The Obama administration inched a little closer to disaster yesterday when it issued almost-but-not-quite final approval to Royal Dutch Shell to drill in the Chukchi Sea this summer. Because Shell's capping stack (a critical piece of emergency response equipment) is currently on its way to Portland, Oregon, aboard a damaged icebreaker that requires repairs, the oil company is allowed to drill only part way into the seafloor -- stopping short of where the oil is. If and when the capping stack gets to the proposed drilling site, Shell could then reapply for permission to resume drilling the rest of the way.

Last week, I wrote about why letting Shell into the Arctic makes no sense. It's a case of taking huge risks to get something we don't need. In fact, not only do we not need that oil and gas -- we can't even afford to use it if we want to meet the urgent imperative to limit climate disruption. 

So why has the administration allowed things to go this far? If this were a wedding with a reluctant bridegroom, we'd be listening to the minister clear his throat and gaze out over the congregation. I don't know. Maybe, even though they know this is a bad idea, they just don't have the guts to call it off.
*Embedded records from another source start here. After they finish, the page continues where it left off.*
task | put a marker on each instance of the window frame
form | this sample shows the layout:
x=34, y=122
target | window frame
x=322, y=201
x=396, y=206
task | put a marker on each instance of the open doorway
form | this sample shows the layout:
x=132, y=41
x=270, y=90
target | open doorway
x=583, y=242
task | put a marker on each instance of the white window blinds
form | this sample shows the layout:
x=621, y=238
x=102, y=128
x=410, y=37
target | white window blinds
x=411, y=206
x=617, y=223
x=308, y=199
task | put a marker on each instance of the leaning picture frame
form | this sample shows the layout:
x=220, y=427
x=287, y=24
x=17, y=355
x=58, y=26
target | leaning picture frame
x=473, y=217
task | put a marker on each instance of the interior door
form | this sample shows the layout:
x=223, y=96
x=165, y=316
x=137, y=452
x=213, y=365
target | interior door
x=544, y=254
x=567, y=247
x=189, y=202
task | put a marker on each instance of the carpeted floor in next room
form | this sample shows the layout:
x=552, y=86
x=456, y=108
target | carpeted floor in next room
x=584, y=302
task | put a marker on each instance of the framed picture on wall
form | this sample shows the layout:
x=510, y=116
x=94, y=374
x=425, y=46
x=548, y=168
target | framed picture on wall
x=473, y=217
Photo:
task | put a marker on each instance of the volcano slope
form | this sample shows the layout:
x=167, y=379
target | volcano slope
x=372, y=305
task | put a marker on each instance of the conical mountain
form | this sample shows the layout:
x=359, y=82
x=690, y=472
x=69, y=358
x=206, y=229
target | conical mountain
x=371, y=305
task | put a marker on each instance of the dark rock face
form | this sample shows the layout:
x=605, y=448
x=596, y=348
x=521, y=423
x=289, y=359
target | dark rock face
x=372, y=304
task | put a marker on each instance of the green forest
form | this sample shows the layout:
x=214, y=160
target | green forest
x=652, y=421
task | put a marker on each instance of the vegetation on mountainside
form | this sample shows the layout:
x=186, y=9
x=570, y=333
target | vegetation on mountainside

But you know what? That's the wrong analogy. What's about to happen in the Chukchi Sea is more like a blind date than a shotgun wedding. Even if Shell manages to get its act together with its exploratory drilling this summer, it will still need approval for commercial drilling, and it will be even harder to make a case that such drilling can be done safely. Shell would also need to install hundreds of miles of pipeline, both on the seafloor and dry land. The process could take a decade or more, and every step along the way, we have opportunities to make the case that clean energy is better for our country and our planet. And the longer this drags on, the more obvious it will be that drilling in Arctic waters is an unnecessary invitation to disaster.

When Shell's damaged ship arrives in Portland, we'll be there. When Shell cuts corners or takes dangerous risks, we'll be there. When this or any other administration flirts with selling more oil leases in the Chukchi and Beaufort seas, we'll be there, in the courts and on the streets. We're in this for the long haul, along with the hundreds of thousands of Americans who've already joined the growing #ShellNo! movement. We're in it for the Arctic, for the wildlife, for the Native Alaskans, and for the climate. And we're in it to win.